4) the quick breeding of callus: by callus stripping and slicing, size is about 0.8cm × 0.8cm × 0.8cm small
Block moves into the disposable plastic sterile petri dish that diameter is 9cm, and each culture dish can lay flat about 30 pieces of callus, culture
Ware is put into high voltage electric field after removing lid, average field-strength 1kV/cm, and the processing time is 30min;
It is transferred to after high voltage electric field is handled on callus tissue culture base and carries out squamous subculture, callus tissue culture base are as follows: contain
There are 2 of 0.3-1.0mg/L, the MS culture medium of the NAA of the 6-BA and 0.1-0.5mg/L of 4-D, 0.5-1.5mg/L, preferably,
Callus tissue culture base are as follows: 2 containing 0.5mg/L, the MS culture medium of the NAA of the 6-BA and 0.2mg/L of 4-D, 1.0mg/L;Training
26 degrees Celsius of temperature is supported, is cultivated using light dark interaction, periodicity of illumination 14h/d, intensity of illumination 2500-3000lx, to promote
The quick division and reproduction of callus;
High voltage electric field includes ordinary high pressure electric field and needle-plate high voltage electric field, and wherein needle-plate high voltage electric field is extremely connect using upper
The high pressure stylus of ac high-voltage, under be extremely grounded the ac high-voltage electric field that plate, pole span 2cm, average field-strength are 1kV/cm, such as
Shown in Fig. 2, by the processing of high voltage electric field, the growth rate of callus can be obviously increased, after ordinary high pressure electric field treatment
Growth rate improves 20% than the control group of electric field treatment is not added, and growth rate is than not powered after needle-plate high voltage electric field processing
The control group of field processing improves 48%, and the control group than ordinary high pressure electric field treatment improves 26%, and high voltage electric field processing can
Mitigate callus browning degree.
5) culture is broken up in the induction of leaf:
The callus of above-mentioned squamous subculture is put into high voltage electric field and is handled, average field-strength 1.5kV/cm, when processing
Between be 30min or more;It is transferred to after high voltage electric field is handled on leave culture medium and carries out leave differentiation culture, leave culture medium are as follows:
The MS of the IBA of the KT and 0.1-0.5mg/L of NAA, 0.5-1.5mg/L of 6-BA, 0.5-1.0mg/L containing 1.5-2.5mg/L
Culture medium, preferably, leave culture medium are as follows: the KT of NAA, 1.0mg/L of 6-BA, 0.5mg/L containing 2.0mg/L and
On the MS culture medium of the IBA of 0.2mg/L, 26 degrees Celsius of cultivation temperature, cultivated using light dark interaction, periodicity of illumination 14h/d,
Intensity of illumination is 2500-3000lx, to carry out evoked callus budding, promotes the differential growth of leaf, can grow sand after about 20d
Beat prosperous blade;Wherein, KT (kinetin, 6- furfuryl group adenine) belongs to cytokinin-like substance, and IBA (indolebutyric acid) belongs to auxin
Plant growth regulator substance, as shown in figure 3, the differential growth that can promote leaf improves leaf by the processing of high voltage electric field
Differentiation rate, control group of the differentiation rate of leaf than electric field treatment is not added is passed through compared to improving about 15% after ordinary high pressure electric field treatment
The differentiation rate of leaf improves about 40% than the control group of electric field treatment is not added after needle-plate high voltage electric field processing, than ordinary high pressure electric field
The control group of processing improves about 22%.

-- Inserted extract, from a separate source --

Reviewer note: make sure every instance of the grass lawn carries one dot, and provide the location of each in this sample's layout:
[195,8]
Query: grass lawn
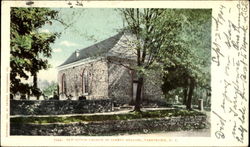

6) culture is broken up in the induction of root:
The above-mentioned callus after the induction differentiation culture of leaf is put into needle-plate high voltage electric field, average field-strength 1.5kV/
Cm, processing time are 30min or more;It is transferred to root media after high voltage electric field is handled and carries out differentiation culture of taking root, training of taking root
Support base are as follows: the MS culture medium of the BAT (root-inducing powder) of NAA and 0.5-1.5mg/L containing 0.5-1.0mg/L, preferably, taking root
Culture medium are as follows: the MS culture medium of the BAT of NAA and 1.0mg/L containing 0.5mg/L, 26 degrees Celsius of cultivation temperature, using light dark
Interaction culture, periodicity of illumination 14h/d, intensity of illumination 2500-3000lx, to promote the differential growth of root;As shown in figure 4,
The differentiation rate of root reduces about 7% than the control group of electric field treatment is not added instead after ordinary high pressure electric field treatment, high through needle-plate
The differentiation rate of root improves 50% than the control group of electric field treatment is not added after piezoelectric field processing, than the control of ordinary high pressure electric field treatment
Group improves about 57%.
7) hardening and transplanting
When the tissue-cultured seedling formed after the induction differentiation culture of root grows to 6-8cm, open sterile ventilative on triangular flask
It film hardening 7 days or more, is transplanted in Flower nutrient soil after hardening and normally cultivates, watering in every 6-7 days is primary in transplanting, pays attention to pouring
It cannot be irrigated when water, survival rate is up to 95% after transplanting.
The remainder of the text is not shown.